Pointing out that Kripke begs the same queston as you are beging is not a way to absolve yourself of beging the question. There is a legitimate case to made that being in pain and feeling pain are in fact two seperate things. The evidence for this comes, not from a priori reflection on the nature of pain, but from evidence from cognitive science.
But suppose that you are not moved by this evidence and you still maintain that a priori analysis reveals that the zombie world is metaphysically (not just epistemically) possible. Is this a coherent position? One objection that immediately pops up is that on this view it seems that we can concieve of various possible worlds that result in contradiction. So, I seem to be able to concieve that God necessarily exists and that God necessarily doesn’t exist (or that numbers do and don’t necessarily exist). Since the claim that conceiveability entails possibility entails that God (or numbers) both necessarily exists and doesn’t exist only one of those possibilities can be a real metaphysical possibility; the other must be an epistemic possibility.

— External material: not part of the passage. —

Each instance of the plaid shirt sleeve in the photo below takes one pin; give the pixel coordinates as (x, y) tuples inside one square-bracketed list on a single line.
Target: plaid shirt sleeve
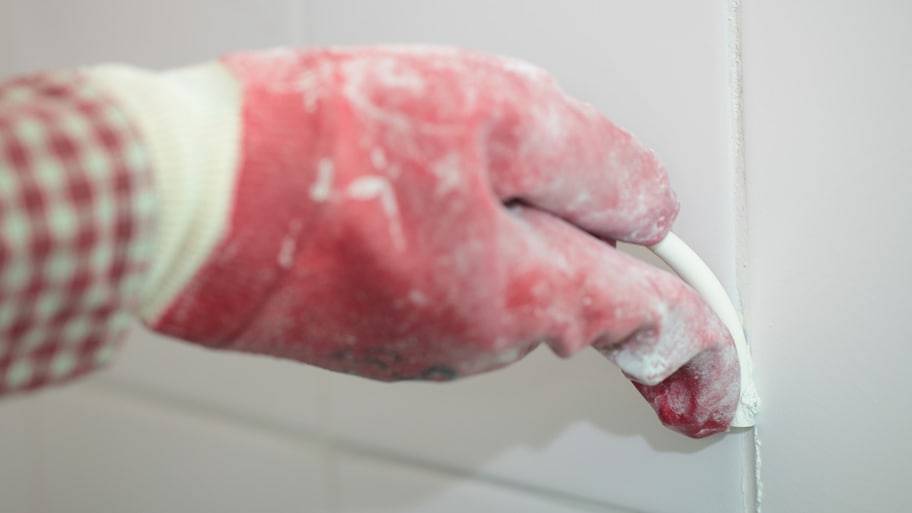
[(76, 211)]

Chappell is of course aware of this objection and tries to deal with it in the post linked to above. Here is what he says,
I agree with Chalmers that the most attractive response for the modal rationalist here is to hold on to their strong position, and instead deny the… conceivability intuitions found, for example,…above. It isn’t at all clear that a necessary being, or a shrunken modal space, is coherently conceivable in the appropriate sense. The modal rationalist will want to hold that their position is not just true, but a priori. They would then expect opposing views to be refutable a priori, and hence not feature in any a priori coherent scenario. Of course, it would beg the question to merely assert: “the thesis is true and hence has no successful counterexamples”. But that is not what’s going on here. Rather, I hope to show that the modal rationalist can explicate their commitments in a way which makes clear exactly why, on their view, the meta-modal cases in question are not taken to be genuinely conceivable. If successful, this should suffice to undermine the charge of internal inconsistency or self-refutation.
The problem with this line of argument is that it commits the very ‘fallacy’ that Chappell accuses the Kripkeans of making. The strategy that he is here proposing is that of trying to show that there is some possible state of affairs that seems conceivable but which, on reflection, is not in fact metaphysically possible (i.e. that there are possibilities that (seem)concievable but are not metaphysically possible). But if there are possibilities that (seem) concievable but not metaphysically possible then we need an independent argument that the zombie world is not one of these worlds. No such argument has been given. Rather what Chappell does is to assume that it is in fact coherently concievable; but this cannot be assumed if there are any possibilities which (seem) concievable and are not metaphysically possible. Chappell’s own view commits him to there being such possibilites, so by his own view the modal argument against materialism is suspect.